I have worked in many acute psychiatric units, and cannot help noticing that a large amount of coffee is consumed by psychotics and those with mental illness and personality disorders. On occasions when secure rooms containing coffee had been left unlocked and entered by patients I have even observed patients frenziedly eating coffee out of the jar, shovelling in one spoonful after another or tipping the jar up and gulping it down.
Drug users and addicts of all kinds are generally addicted to coffee too, and I've noticed a large amount of coffee is also drunk by prisoners.
I have not found the raw data to this study but they reveal it is small scale with the usual sampling - students. (Their own students are the favourite sample group of most social scientists.) Even so, I expect there is some truth in it.
https://www.dur.ac.uk/news/research/?itemno=7403In myself I've noticed that coffee seems inclined to alter my mental channel and impinge upon clarity and steadiness, as if it has an interfering quality, which is partly why I prefer tea which does not have that effect. However, on one occasion when working in community health where emotionalism and coffee is God, I gave in to the urgings of my feminist-socialist colleagues and had a cup of their brewed coffee with them. For a while afterwards I could feel my brain firing erratically, had difficulty concentrating and thinking rationally. I even felt insecure, and stressed about nothing.
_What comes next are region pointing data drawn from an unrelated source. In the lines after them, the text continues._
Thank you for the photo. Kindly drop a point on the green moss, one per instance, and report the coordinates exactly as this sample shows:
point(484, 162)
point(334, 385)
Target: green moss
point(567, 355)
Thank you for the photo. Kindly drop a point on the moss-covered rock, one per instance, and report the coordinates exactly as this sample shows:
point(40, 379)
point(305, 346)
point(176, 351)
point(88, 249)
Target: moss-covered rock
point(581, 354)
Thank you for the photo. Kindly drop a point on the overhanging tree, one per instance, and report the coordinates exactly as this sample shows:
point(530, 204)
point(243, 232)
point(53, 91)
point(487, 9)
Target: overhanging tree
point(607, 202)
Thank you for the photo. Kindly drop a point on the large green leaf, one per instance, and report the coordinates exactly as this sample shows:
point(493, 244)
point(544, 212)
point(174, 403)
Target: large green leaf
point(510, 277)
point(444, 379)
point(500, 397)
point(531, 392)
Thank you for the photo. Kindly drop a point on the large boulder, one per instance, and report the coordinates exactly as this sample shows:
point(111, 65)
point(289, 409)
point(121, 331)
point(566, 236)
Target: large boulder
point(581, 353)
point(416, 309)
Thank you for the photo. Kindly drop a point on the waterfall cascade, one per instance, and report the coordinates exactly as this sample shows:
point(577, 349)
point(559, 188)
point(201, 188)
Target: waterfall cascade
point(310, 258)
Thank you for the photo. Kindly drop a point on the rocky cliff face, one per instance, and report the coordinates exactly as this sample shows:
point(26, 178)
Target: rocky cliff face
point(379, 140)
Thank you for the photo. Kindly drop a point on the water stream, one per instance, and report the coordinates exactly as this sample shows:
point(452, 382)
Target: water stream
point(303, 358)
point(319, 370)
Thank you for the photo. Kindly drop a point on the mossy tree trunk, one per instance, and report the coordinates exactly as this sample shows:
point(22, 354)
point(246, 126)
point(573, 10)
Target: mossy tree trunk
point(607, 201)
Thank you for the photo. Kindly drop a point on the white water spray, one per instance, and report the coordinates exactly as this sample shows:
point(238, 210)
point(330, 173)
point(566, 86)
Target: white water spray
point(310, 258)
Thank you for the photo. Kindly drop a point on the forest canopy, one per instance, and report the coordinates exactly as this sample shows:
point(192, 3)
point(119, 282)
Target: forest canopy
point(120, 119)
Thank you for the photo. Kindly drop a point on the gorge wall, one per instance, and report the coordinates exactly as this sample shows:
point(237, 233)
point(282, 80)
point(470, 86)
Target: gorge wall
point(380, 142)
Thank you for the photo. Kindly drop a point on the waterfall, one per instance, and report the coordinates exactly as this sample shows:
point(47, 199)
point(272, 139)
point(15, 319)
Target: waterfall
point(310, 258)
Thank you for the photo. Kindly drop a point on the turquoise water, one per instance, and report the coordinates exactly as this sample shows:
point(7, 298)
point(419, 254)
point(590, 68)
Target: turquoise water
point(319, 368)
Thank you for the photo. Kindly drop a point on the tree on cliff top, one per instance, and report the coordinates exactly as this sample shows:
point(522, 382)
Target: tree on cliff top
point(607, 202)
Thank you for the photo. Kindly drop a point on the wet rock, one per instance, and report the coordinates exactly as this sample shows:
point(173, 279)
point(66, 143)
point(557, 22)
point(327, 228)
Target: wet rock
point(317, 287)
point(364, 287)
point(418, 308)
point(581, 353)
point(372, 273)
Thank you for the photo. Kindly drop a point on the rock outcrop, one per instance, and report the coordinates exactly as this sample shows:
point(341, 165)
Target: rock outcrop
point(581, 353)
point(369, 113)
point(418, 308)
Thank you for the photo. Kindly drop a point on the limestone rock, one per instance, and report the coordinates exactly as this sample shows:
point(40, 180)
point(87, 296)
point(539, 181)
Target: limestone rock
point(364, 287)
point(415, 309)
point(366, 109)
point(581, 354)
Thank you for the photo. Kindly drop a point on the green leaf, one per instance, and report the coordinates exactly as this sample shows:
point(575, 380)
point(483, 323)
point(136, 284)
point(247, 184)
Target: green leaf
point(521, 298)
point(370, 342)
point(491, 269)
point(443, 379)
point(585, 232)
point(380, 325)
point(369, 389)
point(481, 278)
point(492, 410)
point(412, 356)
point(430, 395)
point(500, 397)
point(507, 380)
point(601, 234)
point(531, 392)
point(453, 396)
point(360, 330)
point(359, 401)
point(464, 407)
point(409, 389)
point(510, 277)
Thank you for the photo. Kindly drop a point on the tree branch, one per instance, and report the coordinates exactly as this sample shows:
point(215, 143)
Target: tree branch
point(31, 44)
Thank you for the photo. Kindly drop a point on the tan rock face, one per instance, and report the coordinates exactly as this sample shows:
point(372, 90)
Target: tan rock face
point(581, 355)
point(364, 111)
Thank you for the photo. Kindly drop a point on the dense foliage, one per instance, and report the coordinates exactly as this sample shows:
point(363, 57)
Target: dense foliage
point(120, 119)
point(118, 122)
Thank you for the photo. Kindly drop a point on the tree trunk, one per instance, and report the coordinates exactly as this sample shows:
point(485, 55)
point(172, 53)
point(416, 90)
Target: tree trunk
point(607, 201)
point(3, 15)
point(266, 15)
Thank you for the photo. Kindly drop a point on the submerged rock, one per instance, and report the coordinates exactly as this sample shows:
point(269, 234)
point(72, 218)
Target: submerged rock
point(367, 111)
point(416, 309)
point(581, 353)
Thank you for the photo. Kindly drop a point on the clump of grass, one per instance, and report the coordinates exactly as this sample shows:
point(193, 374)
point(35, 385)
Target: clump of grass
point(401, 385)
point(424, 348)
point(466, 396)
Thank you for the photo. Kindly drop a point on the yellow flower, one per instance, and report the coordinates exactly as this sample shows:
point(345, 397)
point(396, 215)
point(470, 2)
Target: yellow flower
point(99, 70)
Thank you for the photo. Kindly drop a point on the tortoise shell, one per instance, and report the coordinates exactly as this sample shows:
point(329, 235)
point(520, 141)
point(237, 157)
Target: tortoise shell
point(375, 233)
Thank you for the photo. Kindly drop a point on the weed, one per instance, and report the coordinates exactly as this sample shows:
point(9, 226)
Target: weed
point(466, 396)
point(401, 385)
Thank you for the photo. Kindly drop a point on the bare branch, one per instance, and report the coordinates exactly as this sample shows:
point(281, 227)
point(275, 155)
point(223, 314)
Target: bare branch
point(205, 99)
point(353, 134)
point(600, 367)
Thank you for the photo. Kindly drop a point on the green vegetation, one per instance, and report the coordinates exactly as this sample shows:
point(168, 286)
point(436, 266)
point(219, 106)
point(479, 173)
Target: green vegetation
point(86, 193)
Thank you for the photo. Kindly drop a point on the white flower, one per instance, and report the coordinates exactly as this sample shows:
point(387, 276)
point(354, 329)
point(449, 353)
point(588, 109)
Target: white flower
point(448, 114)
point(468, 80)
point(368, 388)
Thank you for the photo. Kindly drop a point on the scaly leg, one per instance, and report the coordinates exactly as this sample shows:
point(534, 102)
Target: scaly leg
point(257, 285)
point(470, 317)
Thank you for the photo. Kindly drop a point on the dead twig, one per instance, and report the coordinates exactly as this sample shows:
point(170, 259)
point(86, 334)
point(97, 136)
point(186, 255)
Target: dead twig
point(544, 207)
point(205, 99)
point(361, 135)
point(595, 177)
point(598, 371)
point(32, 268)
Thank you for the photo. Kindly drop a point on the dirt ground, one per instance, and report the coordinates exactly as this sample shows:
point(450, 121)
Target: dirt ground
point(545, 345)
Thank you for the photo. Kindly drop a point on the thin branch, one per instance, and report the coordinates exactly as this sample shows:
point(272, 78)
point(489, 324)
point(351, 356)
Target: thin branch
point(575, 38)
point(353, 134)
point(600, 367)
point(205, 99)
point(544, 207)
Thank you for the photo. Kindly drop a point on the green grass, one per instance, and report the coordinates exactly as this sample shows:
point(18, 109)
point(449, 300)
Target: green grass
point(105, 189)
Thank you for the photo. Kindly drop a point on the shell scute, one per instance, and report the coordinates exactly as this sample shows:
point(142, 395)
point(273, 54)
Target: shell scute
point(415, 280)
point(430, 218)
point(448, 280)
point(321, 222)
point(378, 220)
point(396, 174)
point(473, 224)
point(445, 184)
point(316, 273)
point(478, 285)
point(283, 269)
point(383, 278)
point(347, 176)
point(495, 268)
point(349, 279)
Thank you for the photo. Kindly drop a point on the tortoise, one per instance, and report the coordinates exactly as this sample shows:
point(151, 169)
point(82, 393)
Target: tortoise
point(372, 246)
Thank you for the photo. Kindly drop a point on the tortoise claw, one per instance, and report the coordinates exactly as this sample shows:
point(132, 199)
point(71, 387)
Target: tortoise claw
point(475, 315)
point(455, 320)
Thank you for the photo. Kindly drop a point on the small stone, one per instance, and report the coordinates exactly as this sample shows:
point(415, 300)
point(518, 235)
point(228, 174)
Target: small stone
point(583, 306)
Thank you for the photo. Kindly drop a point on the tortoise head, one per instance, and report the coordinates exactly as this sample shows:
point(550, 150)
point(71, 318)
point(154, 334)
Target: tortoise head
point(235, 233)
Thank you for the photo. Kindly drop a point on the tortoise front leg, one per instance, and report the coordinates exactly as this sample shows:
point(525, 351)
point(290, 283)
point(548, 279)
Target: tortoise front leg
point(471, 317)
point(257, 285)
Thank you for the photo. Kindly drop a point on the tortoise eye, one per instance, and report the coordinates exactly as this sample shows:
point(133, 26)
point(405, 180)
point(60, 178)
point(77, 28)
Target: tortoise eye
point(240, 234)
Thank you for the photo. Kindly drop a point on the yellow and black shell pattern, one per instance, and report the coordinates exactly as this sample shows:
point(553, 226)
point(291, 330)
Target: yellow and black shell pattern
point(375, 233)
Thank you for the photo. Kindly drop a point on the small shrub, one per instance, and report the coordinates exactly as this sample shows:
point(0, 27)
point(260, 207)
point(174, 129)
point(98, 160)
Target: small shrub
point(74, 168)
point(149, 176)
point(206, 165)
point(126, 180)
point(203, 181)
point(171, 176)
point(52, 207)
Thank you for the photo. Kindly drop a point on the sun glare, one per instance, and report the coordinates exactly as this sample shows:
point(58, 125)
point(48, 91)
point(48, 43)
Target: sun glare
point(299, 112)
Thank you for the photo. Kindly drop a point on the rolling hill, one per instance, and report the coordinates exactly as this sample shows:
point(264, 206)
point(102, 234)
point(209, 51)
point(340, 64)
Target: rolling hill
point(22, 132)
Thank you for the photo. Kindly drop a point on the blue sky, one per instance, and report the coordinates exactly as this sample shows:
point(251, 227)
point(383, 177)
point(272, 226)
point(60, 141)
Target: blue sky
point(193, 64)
I have in my possession MRI scans of the brains of long term users of drugs of all types. The brains of long term heavy coffee drinkers and tobacco smokers are the most visibly obviously damaged, showing large areas of dead brain as a result of capillary breakdown. Of course, MRI scans don't show many forms of visibly subtle damage, and there are types of damage they can't display. But if you want holes in your brain then heavy smoking and coffee drinking might help you achieve that.